Monday, July 16, 2012

Female House Sparrow



Female House Sparrow

Watercolor, 2012
8" x 8"

Another weekend at the cabin, another bird, this one a female house sparrow. I used another paper called Fluid, 140 pound, cold press. Its softer than Arches and the grain is a little finer.  I have used this block only once before on another bird, I like it!

I used my Windsor & Newton watercolor pan, ultramarine blue, burnt umber, burnt sienna, raw sienna, and a little ivory black for the eye. I messed up the reflection on the eye so I used a little blotch of white gouache to recover.

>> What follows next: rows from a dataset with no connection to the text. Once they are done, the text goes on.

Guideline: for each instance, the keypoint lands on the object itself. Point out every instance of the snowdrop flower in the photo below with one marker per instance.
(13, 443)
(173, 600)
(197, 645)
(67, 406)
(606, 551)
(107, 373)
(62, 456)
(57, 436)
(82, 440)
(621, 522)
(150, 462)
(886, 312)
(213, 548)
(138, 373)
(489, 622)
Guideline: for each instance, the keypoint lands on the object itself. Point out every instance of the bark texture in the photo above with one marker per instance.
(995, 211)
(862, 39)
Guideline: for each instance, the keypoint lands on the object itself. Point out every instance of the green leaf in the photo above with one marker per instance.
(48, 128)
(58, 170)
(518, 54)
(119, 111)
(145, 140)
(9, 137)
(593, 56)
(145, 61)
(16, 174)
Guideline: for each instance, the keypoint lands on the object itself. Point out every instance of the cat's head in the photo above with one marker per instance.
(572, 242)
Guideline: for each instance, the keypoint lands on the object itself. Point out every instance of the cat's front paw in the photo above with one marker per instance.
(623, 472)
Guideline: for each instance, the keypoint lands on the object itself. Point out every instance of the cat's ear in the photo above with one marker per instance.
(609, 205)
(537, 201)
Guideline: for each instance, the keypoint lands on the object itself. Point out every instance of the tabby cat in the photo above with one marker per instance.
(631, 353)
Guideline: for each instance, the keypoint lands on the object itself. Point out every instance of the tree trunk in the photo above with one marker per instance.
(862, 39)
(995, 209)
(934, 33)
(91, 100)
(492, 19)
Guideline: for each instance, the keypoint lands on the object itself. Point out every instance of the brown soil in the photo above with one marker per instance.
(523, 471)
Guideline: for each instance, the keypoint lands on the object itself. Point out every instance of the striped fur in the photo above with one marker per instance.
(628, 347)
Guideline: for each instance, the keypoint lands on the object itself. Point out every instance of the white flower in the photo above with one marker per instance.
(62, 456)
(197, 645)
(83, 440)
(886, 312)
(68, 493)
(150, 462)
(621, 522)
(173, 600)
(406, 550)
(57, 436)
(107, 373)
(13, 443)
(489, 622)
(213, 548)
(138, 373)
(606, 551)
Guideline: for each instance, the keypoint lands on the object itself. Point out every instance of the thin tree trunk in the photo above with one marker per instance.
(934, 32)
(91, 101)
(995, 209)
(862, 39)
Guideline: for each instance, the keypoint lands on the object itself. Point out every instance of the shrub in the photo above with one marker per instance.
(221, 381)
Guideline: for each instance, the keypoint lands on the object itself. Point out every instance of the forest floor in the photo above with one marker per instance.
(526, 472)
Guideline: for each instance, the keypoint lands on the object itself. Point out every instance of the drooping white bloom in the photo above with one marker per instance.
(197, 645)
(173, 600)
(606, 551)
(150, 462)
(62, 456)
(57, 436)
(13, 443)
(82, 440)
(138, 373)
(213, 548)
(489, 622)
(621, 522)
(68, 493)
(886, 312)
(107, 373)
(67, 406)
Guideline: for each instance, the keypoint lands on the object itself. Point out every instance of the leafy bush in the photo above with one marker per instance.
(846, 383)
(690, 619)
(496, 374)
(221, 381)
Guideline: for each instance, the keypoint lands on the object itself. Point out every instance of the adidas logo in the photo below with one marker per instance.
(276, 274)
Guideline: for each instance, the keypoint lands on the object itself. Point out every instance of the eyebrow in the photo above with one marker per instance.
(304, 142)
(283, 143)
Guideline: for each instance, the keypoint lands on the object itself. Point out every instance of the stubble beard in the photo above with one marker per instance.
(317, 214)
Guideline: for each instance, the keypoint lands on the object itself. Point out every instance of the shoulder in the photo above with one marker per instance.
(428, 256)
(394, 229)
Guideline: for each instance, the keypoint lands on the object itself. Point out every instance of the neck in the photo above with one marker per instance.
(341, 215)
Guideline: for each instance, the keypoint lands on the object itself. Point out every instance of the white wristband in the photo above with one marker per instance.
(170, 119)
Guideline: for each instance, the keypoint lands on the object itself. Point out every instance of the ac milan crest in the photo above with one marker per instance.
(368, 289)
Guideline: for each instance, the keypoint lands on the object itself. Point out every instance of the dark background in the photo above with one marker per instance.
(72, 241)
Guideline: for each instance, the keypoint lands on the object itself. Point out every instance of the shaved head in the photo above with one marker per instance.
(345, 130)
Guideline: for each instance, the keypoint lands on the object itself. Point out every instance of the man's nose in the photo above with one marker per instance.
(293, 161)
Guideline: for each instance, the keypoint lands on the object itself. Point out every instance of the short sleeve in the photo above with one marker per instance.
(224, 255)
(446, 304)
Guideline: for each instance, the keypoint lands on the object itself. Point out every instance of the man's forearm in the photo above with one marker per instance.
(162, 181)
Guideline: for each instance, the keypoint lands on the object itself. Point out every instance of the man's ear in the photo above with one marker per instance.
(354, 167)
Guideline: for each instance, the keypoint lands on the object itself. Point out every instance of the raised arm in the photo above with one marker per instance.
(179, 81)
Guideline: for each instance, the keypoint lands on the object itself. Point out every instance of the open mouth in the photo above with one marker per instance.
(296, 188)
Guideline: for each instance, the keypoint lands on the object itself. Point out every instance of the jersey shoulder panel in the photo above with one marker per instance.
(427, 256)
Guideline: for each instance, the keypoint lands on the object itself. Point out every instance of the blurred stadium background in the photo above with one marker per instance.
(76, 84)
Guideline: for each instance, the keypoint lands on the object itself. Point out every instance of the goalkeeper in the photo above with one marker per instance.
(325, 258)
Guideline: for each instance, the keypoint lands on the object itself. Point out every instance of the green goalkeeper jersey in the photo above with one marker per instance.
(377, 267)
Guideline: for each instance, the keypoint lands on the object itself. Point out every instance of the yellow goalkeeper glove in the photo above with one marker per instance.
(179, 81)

This bird will be matted and framed and hung at The Belle, Jenny MacLeod's shop near our house.

Friday, July 13, 2012

Burro #1


Burro #1

Watercolor, 2012
9" x 12"

This is not a bird. I painted this from a photograph by Rafa Montero. He was kind enough to let me use a great picture from Egypt. His photo had two burros on the top of a rise, I only used one burro and added some southwest cacti to make it look more like Mexico.

I took a lot of time on the drawing and transferred it using Jana's newly returned light box.

I painted this piece over two weekends, starting with the background, a wash of Yellow Ochre and Ultramarine Blue (Windsor Newton).  The cacti color is Olive Green from a da Vinchi tube, and the rocks were a combination of Burnt Sienna, Raw Sienna and Ultramarine Blue (Windsor Newton from a pan) with a lot of scrubbing in the shadows.

I liked the idea that burro is in a strange place, looking back from where it came or perhaps starting on a descent into a canyon.  I stopped short on adding any more color to the head only because I didn't want to lose the quality of the expression, if donkeys have expressions, and decided not to push my luck.  I think of this painting as an illustration, which is the way I think of the birds in flight I've been doing of late. The drawing was one of  my favorites and the painting also makes me happy. I hope the owner enjoys it too.





Honeybee

Honeybee

Watercolor, 2012
10" x 18"
Gift (TB)

I wanted to try another bird that wasn't simply staring off into space so I decided to paint this Eastern Bluebird in mid-flight, turning its head to notice a honeybee.

The fun part about painting this was the bee.  I took some pictures in the garden, compared them to some online sites and came up with the idea of a bee that looked like it was barely lifting into the air. I tried several drawings and came up with this design. I had the bee flying the same direction as the bird at first but decided it would be more interesting if they were crossing paths.

I added a hint of the feet on the blue bird. I enjoy these bird paintings when they have full legs showing but it was impossible with the shape of the wings.

This bird is Cobalt and Ultramarine Blue and the reddish highlights are Magenta.  The honeybee is Raw Sienna and Burnt Umber, all from my Windsor Newton pan.